Anoushka Shankar, daughter of sitar legend Ravi Shankar, takes serene and confident steps away from her father's long shadow on Rise. It's the fourth CD for the 24-year-old sitarist, but it marks a striking departure from the Indian classical music presented on Anourag, Anoushka and Live at Carnegie Hall. Shankar develops her own brand of lush world fusion that incorporates the spirit and rigor of the raga while also taking it in myriad directions. For instance, "Solea" combines Indian music and flamenco, and elsewhere tablas nestle beneath cellos, quivering voices lilt over a host of exotic instruments and a didgeridoo even makes an appearance.
The multicultural music on Rise speaks to a deeper sense of global bonds rather than the usual shotgun marriage of unrelated styles that the world-music aisles are rife with.

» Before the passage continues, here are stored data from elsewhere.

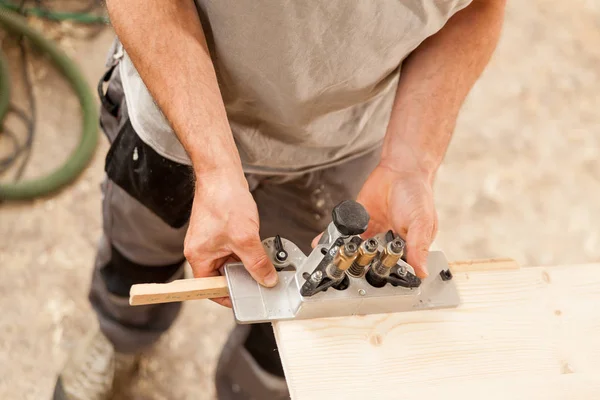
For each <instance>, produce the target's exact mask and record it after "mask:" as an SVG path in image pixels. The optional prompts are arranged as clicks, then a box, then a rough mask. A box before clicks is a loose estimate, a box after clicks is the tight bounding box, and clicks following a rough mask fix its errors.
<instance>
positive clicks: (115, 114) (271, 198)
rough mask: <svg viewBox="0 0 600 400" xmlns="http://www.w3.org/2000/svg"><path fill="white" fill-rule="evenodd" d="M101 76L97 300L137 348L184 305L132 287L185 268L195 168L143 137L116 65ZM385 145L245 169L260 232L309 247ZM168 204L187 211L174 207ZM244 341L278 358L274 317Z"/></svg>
mask: <svg viewBox="0 0 600 400" xmlns="http://www.w3.org/2000/svg"><path fill="white" fill-rule="evenodd" d="M104 81H105V82H107V83H108V87H107V90H106V92H104V90H100V91H99V93H100V96H101V100H102V103H103V106H102V109H101V116H100V120H101V121H100V122H101V126H102V128H103V130H104V133H105V134H106V136H107V137H108V139H109V141H110V142H111V149H110V151H109V154H108V155H107V161H106V170H107V174H108V177H107V179H106V180H105V182H104V183H103V185H102V192H103V201H102V213H103V228H104V229H103V237H102V239H101V241H100V245H99V248H98V253H97V257H96V262H95V268H94V272H93V278H92V285H91V291H90V301H91V303H92V305H93V307H94V309H95V311H96V312H97V315H98V319H99V322H100V328H101V330H102V332H103V333H104V334H105V335H106V336H107V337H108V338H109V340H110V341H111V342H112V343H113V344H114V346H115V348H116V349H117V350H118V351H121V352H129V353H131V352H138V351H140V350H142V349H144V348H146V347H148V346H149V345H151V344H152V343H154V342H155V341H156V340H157V339H158V338H159V336H160V335H161V334H162V333H163V332H165V331H166V330H167V329H168V328H169V327H170V326H171V324H172V323H173V321H174V320H175V318H176V316H177V314H178V312H179V310H180V307H181V304H180V303H168V304H157V305H147V306H136V307H130V306H129V304H128V299H127V293H128V291H129V288H130V286H131V285H132V284H135V283H143V282H167V281H170V280H173V279H178V278H181V277H182V276H183V269H182V264H183V262H184V256H183V242H184V237H185V234H186V230H187V219H186V218H189V207H190V206H191V199H192V198H193V179H190V177H189V176H182V177H181V179H179V178H180V175H187V174H191V169H189V167H187V166H183V165H173V164H175V163H174V162H173V161H170V160H166V159H164V158H162V157H161V156H160V155H158V154H157V153H155V152H154V151H153V149H152V148H150V147H149V146H148V145H147V144H145V143H143V142H141V141H140V140H139V138H138V137H137V134H136V133H135V131H133V128H132V127H131V123H130V121H128V115H127V105H126V99H125V98H124V95H123V90H122V87H121V83H120V79H119V75H118V68H117V69H114V71H110V72H109V73H107V75H106V76H105V77H104ZM131 141H134V142H133V144H130V142H131ZM132 146H134V147H132ZM132 148H133V149H134V150H133V151H134V152H135V155H132V151H131V149H132ZM379 153H380V151H379V150H377V151H373V152H371V153H369V154H367V155H363V156H361V157H359V158H355V159H353V160H351V161H348V162H346V163H343V164H339V165H337V166H333V167H329V168H326V169H321V170H316V171H313V172H310V173H304V174H297V175H289V176H263V175H247V179H248V182H249V186H250V190H251V192H252V195H253V196H254V199H255V201H256V203H257V206H258V211H259V215H260V235H261V238H267V237H271V236H275V235H277V234H279V235H281V236H282V237H285V238H287V239H289V240H291V241H293V242H294V243H296V244H297V245H298V246H299V247H300V248H301V249H302V250H303V251H304V252H306V253H307V254H308V252H310V243H311V240H312V239H313V238H314V237H315V235H317V234H319V233H320V232H322V231H323V230H324V229H325V228H326V226H327V224H328V223H329V222H330V220H331V217H330V215H331V214H330V213H331V210H332V208H333V207H334V205H336V204H337V203H339V202H340V201H342V200H345V199H354V198H355V197H356V195H357V193H358V191H359V190H360V188H361V186H362V184H363V183H364V181H365V180H366V178H367V176H368V174H369V173H370V172H371V171H372V170H373V168H374V167H375V165H376V164H377V162H378V160H379ZM132 160H133V161H132ZM136 160H137V161H136ZM134 161H135V163H134ZM163 170H164V171H166V172H165V173H164V174H168V176H167V178H165V177H164V176H163V175H164V174H163V173H162V172H161V171H163ZM192 178H193V177H192ZM177 181H180V184H177ZM165 182H167V183H165ZM180 198H181V199H180ZM147 199H150V200H151V201H146V200H147ZM165 199H166V200H165ZM167 200H168V201H167ZM180 200H181V201H180ZM165 201H167V202H165ZM171 210H180V211H183V212H179V213H178V216H177V217H173V215H171V214H169V212H171ZM186 212H187V214H186ZM181 216H183V217H181ZM246 347H247V348H248V350H249V351H250V353H251V354H252V355H253V356H254V357H255V359H256V360H257V362H258V363H259V364H260V365H262V366H266V365H268V364H269V362H271V363H272V360H261V357H262V358H265V357H266V358H269V357H273V354H275V355H276V354H277V353H275V352H274V350H275V349H276V345H275V342H274V338H273V334H272V330H271V327H270V325H265V324H257V325H254V326H253V327H252V329H251V333H250V335H249V340H247V343H246ZM276 362H277V363H279V360H278V359H277V361H276ZM274 368H275V369H277V368H280V366H279V367H274ZM267 369H269V368H267Z"/></svg>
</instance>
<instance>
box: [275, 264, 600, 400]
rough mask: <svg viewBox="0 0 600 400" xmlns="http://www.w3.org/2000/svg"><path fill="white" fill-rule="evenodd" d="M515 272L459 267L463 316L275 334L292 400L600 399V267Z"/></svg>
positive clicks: (522, 399) (408, 313) (293, 324)
mask: <svg viewBox="0 0 600 400" xmlns="http://www.w3.org/2000/svg"><path fill="white" fill-rule="evenodd" d="M509 264H510V263H509ZM509 264H507V265H506V266H505V267H508V268H509V269H505V267H504V268H501V269H499V270H498V269H497V268H479V267H480V266H478V265H468V263H467V265H466V266H465V264H464V263H461V264H460V265H458V266H455V267H454V275H455V279H456V282H457V284H458V286H459V290H460V293H461V297H462V302H463V304H462V305H461V306H460V307H459V308H456V309H450V310H432V311H417V312H408V313H399V314H385V315H369V316H363V317H358V316H357V317H342V318H330V319H319V320H302V321H284V322H278V323H275V324H273V326H274V330H275V335H276V337H277V341H278V344H279V351H280V355H281V358H282V361H283V365H284V369H285V372H286V376H287V380H288V385H289V387H290V392H291V395H292V399H294V400H315V399H328V400H332V399H360V400H368V399H402V400H409V399H415V400H417V399H418V400H443V399H461V400H466V399H473V400H475V399H476V400H482V399H485V400H495V399H498V400H499V399H510V400H521V399H522V400H534V399H543V400H559V399H560V400H563V399H585V400H595V399H600V264H590V265H572V266H557V267H530V268H521V269H515V268H513V267H514V265H513V266H510V265H509ZM495 265H496V266H498V264H495Z"/></svg>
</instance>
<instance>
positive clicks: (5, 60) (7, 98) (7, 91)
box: [0, 51, 10, 129]
mask: <svg viewBox="0 0 600 400" xmlns="http://www.w3.org/2000/svg"><path fill="white" fill-rule="evenodd" d="M9 103H10V74H9V72H8V63H7V62H6V57H4V54H3V53H2V52H1V51H0V129H1V128H2V121H4V117H5V116H6V112H7V111H8V104H9Z"/></svg>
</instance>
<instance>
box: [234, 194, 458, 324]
mask: <svg viewBox="0 0 600 400" xmlns="http://www.w3.org/2000/svg"><path fill="white" fill-rule="evenodd" d="M368 222H369V215H368V214H367V212H366V210H365V209H364V208H363V207H362V206H361V205H360V204H359V203H357V202H354V201H344V202H342V203H340V204H338V205H337V206H336V207H335V208H334V210H333V221H332V222H331V223H330V224H329V226H328V228H327V230H326V232H324V234H323V236H322V237H321V239H320V241H319V243H318V245H317V246H316V247H315V248H314V249H313V251H312V252H311V253H310V254H309V255H308V256H307V255H305V254H304V253H303V252H302V251H301V250H300V249H299V248H298V247H297V246H296V245H295V244H294V243H292V242H291V241H289V240H286V239H282V238H280V237H279V236H276V237H275V238H270V239H266V240H264V241H263V245H264V247H265V249H266V251H267V254H268V255H269V257H270V258H271V260H272V261H273V264H274V265H275V267H276V268H277V270H278V274H279V283H278V284H277V286H275V287H274V288H265V287H262V286H260V285H259V284H257V283H256V281H254V279H252V277H251V276H250V274H249V273H248V272H247V271H246V269H245V268H244V266H243V265H242V264H241V263H234V264H228V265H227V266H225V275H226V277H227V284H228V287H229V294H230V297H231V301H232V303H233V310H234V313H235V318H236V320H237V322H238V323H242V324H243V323H257V322H266V321H276V320H286V319H305V318H321V317H335V316H347V315H363V314H378V313H392V312H400V311H412V310H423V309H434V308H449V307H456V306H458V304H459V302H460V300H459V295H458V291H457V288H456V285H455V284H454V282H453V281H452V274H451V272H450V270H449V268H448V262H447V261H446V258H445V256H444V254H443V253H442V252H439V251H434V252H430V253H429V258H428V261H427V269H428V271H429V274H430V275H429V276H428V277H427V278H426V279H424V280H421V279H419V278H418V277H417V276H416V275H415V271H414V269H413V268H412V267H411V266H410V265H409V264H407V263H406V261H405V260H404V259H403V258H402V257H403V255H404V246H405V243H404V240H402V238H400V237H398V236H397V235H395V234H394V233H393V232H391V231H390V232H387V233H383V234H379V235H376V236H375V237H373V238H368V239H366V240H363V239H362V238H361V237H360V235H361V234H362V233H364V232H365V231H366V229H367V225H368Z"/></svg>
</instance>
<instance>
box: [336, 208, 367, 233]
mask: <svg viewBox="0 0 600 400" xmlns="http://www.w3.org/2000/svg"><path fill="white" fill-rule="evenodd" d="M332 217H333V223H334V224H335V227H336V228H337V230H338V231H340V233H341V234H342V235H360V234H361V233H363V232H364V231H366V230H367V225H368V224H369V218H370V217H369V214H368V213H367V210H365V208H364V207H363V206H362V205H361V204H359V203H357V202H356V201H353V200H344V201H342V202H341V203H340V204H338V205H337V206H335V207H334V208H333V212H332Z"/></svg>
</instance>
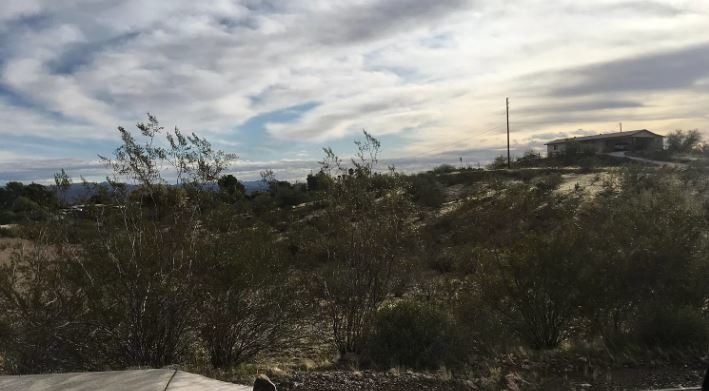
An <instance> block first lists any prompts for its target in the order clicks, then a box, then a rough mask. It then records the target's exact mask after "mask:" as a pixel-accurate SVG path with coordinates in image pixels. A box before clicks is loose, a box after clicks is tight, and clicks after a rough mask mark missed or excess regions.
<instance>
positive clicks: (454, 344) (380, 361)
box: [367, 302, 460, 369]
mask: <svg viewBox="0 0 709 391" xmlns="http://www.w3.org/2000/svg"><path fill="white" fill-rule="evenodd" d="M455 342H456V338H455V336H454V327H453V323H452V321H451V319H450V318H449V317H448V316H447V315H446V313H445V312H443V311H442V310H440V309H438V308H435V307H433V306H432V305H430V304H424V303H415V302H401V303H398V304H395V305H392V306H389V307H385V308H384V309H382V310H380V311H379V312H378V313H377V317H376V321H375V323H374V329H373V333H372V335H371V336H370V337H369V340H368V349H367V352H368V353H369V357H370V358H371V359H372V361H374V363H376V364H377V365H379V366H382V367H395V366H403V367H408V368H413V369H436V368H439V367H440V366H442V365H452V364H454V363H455V361H456V360H457V359H458V358H459V357H460V355H459V354H456V352H457V348H456V343H455Z"/></svg>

The CD's nine meditative and often cinematic tracks offer a worldview where the various native rhythms are melding into one another, and the phenomenon is something to marvel at and ponder rather than celebrate on the dance floor (Though the sounds here are often aided by electronics, the music seems almost designed to thwart trendy remixing.)
On her previous recordings, Shankar's music was weighted with expectations from the rich tradition of her family. Now Shankar's music is dictated, and can be judged, by her own ambitious musical worldview.